In an article that ran last week titled “Stockbrokers Fail to Disclose Red Flags,” the Wall Street Journal sent a startling wake up call to those of us that tend to trust people, even when we shouldn’t.

For those of you that don’t know what a stockbroker is, Investopedia defines it as:

An agent that charges a fee or commission for executing buy and sell orders submitted by an investor. It’s also the firm that acts as an agent for a customer, charging the customer a commission for its services.

The Journal’s findings reveal a substantial gap in regulation of the brokerage business. Brokers’ records are something investors expect to be able to learn before they decide to trust these people with their money.

The first of two astonishing examples in the article I want to make note of is stockbroker Marcos D. Leiva. In less than two years, he had racked up a personal bankruptcy, a tax lien, a court judgment for unpaid debt and a criminal guilty plea relating to a false report to law enforcement, according to the Journal. These infractions should have been disclosed, but none of them were. A 75-year-old client claimed he lost most of his life savings through the broker’s actions, recovering only a fraction.

The second is Stockbroker Ronald J. Garabed. He failed to report not just one, but four bankruptcy petitions he filed between 1997 and 2007. And bankruptcy was his only problem, records show that the regulator also alleged that he borrowed $15,000 from a customer in 2006, (a big no no).

The Journal found at least 103 brokers still working last year who had managed to enter the industry without their regulatory records showing that they had filed for bankruptcy.

A broker’s reporting failures can be a warning signal of future regulatory problems. A former J.P. Morgan stockbroker, Tiara Monique Jones, filed a bankruptcy petition in 2010, which she didn’t report. The next year, she allegedly withdrew $1,000 from two customers’ joint account without their knowledge.

Check out the shocking graphic below. It shows that a bankruptcy filing itself doesn’t suggest dishonesty, but brokers who had unreported bankruptcies had worse disciplinary records than the industry norm, on average.
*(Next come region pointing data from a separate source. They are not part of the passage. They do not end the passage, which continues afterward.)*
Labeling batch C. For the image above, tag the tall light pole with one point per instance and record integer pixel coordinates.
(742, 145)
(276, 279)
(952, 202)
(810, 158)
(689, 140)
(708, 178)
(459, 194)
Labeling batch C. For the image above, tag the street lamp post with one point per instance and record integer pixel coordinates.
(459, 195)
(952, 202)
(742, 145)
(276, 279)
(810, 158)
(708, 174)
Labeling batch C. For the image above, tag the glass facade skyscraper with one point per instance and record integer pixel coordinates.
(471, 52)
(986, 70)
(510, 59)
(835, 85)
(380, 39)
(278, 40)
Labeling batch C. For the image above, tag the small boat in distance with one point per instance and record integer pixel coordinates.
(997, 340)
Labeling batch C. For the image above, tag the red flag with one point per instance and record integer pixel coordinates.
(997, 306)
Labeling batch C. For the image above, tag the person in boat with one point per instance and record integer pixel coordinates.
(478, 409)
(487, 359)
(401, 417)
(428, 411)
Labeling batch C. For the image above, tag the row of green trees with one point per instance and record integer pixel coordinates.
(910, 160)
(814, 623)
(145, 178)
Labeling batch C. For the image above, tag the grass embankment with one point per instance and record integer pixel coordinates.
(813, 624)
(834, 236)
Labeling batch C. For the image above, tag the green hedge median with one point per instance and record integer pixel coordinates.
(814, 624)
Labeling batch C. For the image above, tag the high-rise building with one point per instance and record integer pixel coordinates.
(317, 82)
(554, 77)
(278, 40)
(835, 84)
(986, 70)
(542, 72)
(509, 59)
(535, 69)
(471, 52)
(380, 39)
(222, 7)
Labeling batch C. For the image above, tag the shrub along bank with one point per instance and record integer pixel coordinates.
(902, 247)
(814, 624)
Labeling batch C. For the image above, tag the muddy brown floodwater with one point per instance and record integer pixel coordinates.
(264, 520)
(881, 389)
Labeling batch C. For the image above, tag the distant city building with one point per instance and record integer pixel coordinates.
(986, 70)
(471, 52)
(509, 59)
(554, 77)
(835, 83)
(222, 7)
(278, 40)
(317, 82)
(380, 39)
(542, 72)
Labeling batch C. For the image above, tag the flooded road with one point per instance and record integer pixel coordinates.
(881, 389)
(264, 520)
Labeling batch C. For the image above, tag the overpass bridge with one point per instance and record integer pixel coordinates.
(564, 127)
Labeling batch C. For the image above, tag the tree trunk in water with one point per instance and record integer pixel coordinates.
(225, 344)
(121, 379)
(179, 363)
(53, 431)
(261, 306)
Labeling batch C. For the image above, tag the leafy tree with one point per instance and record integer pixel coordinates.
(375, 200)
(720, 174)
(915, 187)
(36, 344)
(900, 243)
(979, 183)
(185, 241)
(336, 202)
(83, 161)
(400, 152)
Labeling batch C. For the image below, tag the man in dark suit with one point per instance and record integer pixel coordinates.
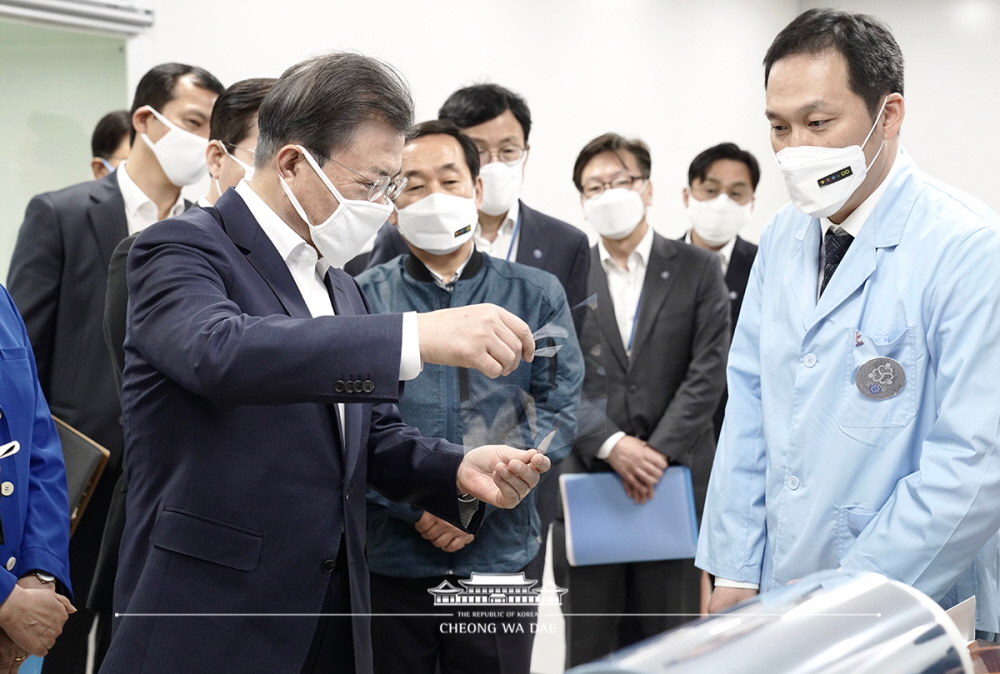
(258, 398)
(58, 276)
(662, 331)
(499, 122)
(719, 200)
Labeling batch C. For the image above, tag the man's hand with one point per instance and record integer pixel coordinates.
(500, 475)
(480, 336)
(443, 535)
(11, 655)
(724, 597)
(34, 618)
(639, 465)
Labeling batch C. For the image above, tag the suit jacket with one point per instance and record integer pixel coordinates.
(667, 392)
(737, 275)
(240, 489)
(543, 243)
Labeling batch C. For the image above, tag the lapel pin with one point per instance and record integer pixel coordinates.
(880, 378)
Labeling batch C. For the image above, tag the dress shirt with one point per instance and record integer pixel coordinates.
(625, 288)
(725, 253)
(853, 222)
(851, 225)
(505, 245)
(140, 210)
(308, 270)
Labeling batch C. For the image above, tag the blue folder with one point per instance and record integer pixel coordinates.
(605, 526)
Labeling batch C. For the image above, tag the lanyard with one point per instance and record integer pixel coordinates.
(513, 237)
(635, 319)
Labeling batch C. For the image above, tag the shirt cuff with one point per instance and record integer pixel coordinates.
(467, 510)
(605, 451)
(409, 360)
(739, 585)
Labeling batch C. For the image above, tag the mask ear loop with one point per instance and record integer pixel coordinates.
(868, 137)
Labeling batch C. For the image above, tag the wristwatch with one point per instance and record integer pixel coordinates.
(44, 576)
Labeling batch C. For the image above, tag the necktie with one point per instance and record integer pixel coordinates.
(834, 246)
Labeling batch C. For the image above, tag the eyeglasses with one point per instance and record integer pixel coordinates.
(594, 189)
(384, 187)
(508, 154)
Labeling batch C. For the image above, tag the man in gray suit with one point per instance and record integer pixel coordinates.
(662, 331)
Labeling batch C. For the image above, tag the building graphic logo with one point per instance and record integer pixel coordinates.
(496, 589)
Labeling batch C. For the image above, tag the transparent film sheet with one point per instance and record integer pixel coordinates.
(567, 399)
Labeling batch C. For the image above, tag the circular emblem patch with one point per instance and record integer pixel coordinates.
(880, 378)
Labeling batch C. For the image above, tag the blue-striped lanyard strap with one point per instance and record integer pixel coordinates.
(635, 320)
(513, 237)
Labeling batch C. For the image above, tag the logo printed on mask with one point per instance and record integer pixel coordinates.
(344, 233)
(180, 153)
(834, 177)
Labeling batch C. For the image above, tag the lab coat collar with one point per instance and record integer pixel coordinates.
(883, 229)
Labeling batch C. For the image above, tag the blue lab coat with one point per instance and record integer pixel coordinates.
(34, 506)
(810, 474)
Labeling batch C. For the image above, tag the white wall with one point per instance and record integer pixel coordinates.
(681, 75)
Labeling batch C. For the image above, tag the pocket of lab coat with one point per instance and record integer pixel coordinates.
(858, 411)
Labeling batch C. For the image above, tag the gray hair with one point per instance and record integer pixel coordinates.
(320, 103)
They were more than twice as likely to have been fired and about one in 33 had three or more other black marks such as customer complaints or terminations on their regulatory histories, a rate more than 65% higher than other brokers.
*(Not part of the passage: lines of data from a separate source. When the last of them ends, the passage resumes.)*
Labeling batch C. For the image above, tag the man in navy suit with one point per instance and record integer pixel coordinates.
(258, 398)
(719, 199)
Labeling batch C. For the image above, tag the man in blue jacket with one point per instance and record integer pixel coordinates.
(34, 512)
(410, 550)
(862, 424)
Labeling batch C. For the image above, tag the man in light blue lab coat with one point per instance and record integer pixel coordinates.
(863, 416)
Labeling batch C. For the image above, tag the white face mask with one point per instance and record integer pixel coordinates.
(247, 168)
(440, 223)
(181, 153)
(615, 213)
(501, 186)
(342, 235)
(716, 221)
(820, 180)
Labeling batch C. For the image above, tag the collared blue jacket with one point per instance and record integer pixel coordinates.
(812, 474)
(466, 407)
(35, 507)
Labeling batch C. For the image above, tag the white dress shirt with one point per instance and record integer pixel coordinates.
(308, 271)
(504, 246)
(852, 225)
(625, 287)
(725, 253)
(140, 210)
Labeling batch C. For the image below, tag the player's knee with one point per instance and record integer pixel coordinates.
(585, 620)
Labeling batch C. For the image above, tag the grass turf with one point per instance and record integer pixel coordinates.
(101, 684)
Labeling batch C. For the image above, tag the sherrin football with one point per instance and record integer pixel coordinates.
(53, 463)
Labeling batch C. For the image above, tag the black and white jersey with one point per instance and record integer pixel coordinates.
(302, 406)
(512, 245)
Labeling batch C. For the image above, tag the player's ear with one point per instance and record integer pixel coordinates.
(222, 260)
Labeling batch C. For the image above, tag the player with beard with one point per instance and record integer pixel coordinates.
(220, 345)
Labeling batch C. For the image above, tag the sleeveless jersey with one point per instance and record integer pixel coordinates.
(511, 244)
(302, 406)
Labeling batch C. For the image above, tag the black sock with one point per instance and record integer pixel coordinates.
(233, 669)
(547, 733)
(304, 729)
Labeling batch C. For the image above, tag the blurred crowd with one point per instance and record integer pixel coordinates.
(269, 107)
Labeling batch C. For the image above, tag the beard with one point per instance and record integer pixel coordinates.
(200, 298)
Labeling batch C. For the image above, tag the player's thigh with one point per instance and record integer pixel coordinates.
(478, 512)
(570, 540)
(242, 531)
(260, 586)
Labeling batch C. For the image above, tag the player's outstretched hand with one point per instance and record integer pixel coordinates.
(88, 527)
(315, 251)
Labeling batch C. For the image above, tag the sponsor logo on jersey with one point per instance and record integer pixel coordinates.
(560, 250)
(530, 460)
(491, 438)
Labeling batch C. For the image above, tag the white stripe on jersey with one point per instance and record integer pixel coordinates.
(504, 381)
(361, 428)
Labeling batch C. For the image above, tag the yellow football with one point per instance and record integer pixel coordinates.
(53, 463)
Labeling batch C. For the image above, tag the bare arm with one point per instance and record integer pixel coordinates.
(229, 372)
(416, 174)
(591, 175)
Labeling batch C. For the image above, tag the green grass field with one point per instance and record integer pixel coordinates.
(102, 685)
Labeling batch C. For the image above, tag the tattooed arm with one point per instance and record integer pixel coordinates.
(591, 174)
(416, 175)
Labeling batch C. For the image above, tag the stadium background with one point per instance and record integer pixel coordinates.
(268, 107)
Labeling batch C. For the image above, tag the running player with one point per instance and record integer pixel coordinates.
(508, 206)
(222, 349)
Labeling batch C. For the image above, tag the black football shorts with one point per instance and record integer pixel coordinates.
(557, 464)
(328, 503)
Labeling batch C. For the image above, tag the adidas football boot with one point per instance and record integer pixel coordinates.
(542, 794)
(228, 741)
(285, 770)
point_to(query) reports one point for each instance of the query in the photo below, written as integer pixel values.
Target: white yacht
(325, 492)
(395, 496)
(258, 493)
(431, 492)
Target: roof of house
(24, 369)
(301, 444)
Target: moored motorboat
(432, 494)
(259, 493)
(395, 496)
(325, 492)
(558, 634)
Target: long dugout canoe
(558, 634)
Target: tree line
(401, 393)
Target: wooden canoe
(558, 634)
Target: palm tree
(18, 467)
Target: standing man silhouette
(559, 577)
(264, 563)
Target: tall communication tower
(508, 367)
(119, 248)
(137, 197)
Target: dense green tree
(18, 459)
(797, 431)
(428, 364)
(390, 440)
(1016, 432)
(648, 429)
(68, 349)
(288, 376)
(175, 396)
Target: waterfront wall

One of my favorite websites, thereformedbroker.com, is run by Josh Brown. And you can probably guess by the name of the site that he used to be a stockbroker. He definitely had a few words to add to this article: http://www.thereformedbroker.com/2014/03/06/of-brokers-and-bankruptcy/

One of the things I can tell you for a fact was that the brokers who were in the worst shape financially were always the biggest compliance risks. This is very simple – in a transaction-oriented business where the worst practices and products will frequently offer brokers the highest pay, you’d have to be an idiot to expect a positive outcome for the client of a desperate salesperson. This demented system of conflicted compensation arrangements is precisely why I hated it so much and couldn’t wait to escape it. The most toxic combination you could ask for is to put someone who owes a lot of money in a position to advise others. Ain’t no amount of disclosure, fine print, oversight or potential consequences that are going to change that.
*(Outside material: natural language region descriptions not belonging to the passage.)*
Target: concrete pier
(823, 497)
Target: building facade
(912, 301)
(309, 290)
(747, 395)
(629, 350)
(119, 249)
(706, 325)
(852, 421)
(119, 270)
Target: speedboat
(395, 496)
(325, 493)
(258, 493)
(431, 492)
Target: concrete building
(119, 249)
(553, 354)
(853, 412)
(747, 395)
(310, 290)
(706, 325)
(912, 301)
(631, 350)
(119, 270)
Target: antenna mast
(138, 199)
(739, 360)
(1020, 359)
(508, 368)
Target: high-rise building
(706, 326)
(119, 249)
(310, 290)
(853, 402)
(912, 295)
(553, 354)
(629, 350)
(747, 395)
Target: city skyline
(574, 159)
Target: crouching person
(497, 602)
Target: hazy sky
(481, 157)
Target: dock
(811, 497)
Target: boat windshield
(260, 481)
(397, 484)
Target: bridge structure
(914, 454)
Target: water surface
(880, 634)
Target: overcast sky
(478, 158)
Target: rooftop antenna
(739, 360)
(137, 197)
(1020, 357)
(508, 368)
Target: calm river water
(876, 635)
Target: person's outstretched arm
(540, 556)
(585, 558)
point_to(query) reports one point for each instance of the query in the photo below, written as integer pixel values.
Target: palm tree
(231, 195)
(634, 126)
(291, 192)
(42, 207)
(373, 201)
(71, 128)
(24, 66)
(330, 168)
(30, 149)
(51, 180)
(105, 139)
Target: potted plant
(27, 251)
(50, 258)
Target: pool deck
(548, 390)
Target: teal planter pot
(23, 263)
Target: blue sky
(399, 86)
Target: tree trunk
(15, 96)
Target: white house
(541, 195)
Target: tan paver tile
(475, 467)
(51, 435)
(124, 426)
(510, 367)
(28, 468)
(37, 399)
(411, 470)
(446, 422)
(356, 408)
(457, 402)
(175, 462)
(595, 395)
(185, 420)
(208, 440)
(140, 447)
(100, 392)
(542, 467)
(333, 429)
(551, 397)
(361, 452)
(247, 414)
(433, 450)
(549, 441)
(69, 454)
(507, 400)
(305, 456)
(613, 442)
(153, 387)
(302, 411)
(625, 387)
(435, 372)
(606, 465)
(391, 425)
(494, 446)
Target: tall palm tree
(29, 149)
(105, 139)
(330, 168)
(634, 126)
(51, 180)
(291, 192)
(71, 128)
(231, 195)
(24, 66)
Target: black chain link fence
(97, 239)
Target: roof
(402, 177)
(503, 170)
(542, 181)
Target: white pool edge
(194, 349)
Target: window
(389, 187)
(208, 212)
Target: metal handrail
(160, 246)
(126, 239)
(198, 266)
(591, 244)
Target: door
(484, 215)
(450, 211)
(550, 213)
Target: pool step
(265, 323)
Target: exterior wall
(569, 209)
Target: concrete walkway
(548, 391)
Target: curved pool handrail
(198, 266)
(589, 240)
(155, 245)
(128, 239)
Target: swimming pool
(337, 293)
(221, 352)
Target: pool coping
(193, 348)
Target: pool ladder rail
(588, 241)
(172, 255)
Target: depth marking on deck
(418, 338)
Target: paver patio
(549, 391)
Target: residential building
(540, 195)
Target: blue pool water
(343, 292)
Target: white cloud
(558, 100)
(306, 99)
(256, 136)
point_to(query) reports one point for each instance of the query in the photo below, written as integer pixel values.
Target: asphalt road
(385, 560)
This article should prove to you that not only are several internet market gurus untrustworthy, but other people on Wall Street are just as crooked. People are way too quick to trust people, and Wall Street is one of the worst places to put your trust.

People like Tim and the other people that have large followings on Profitly are such a rare gift in the financial world and I hope this article makes you guys realize that. These guys post all of their trades online and there is also a website called investimonials where you can see reviews of their services. This all means that they are accountable, unlike stock brokers. Where a brokers’ profit depends on what they can sell, Tim and the other gurus can only sell their services if they make great trades and help others learn from their strategies so they get good reviews. If their services sucked, you would quickly find poor reviews on Investimonials.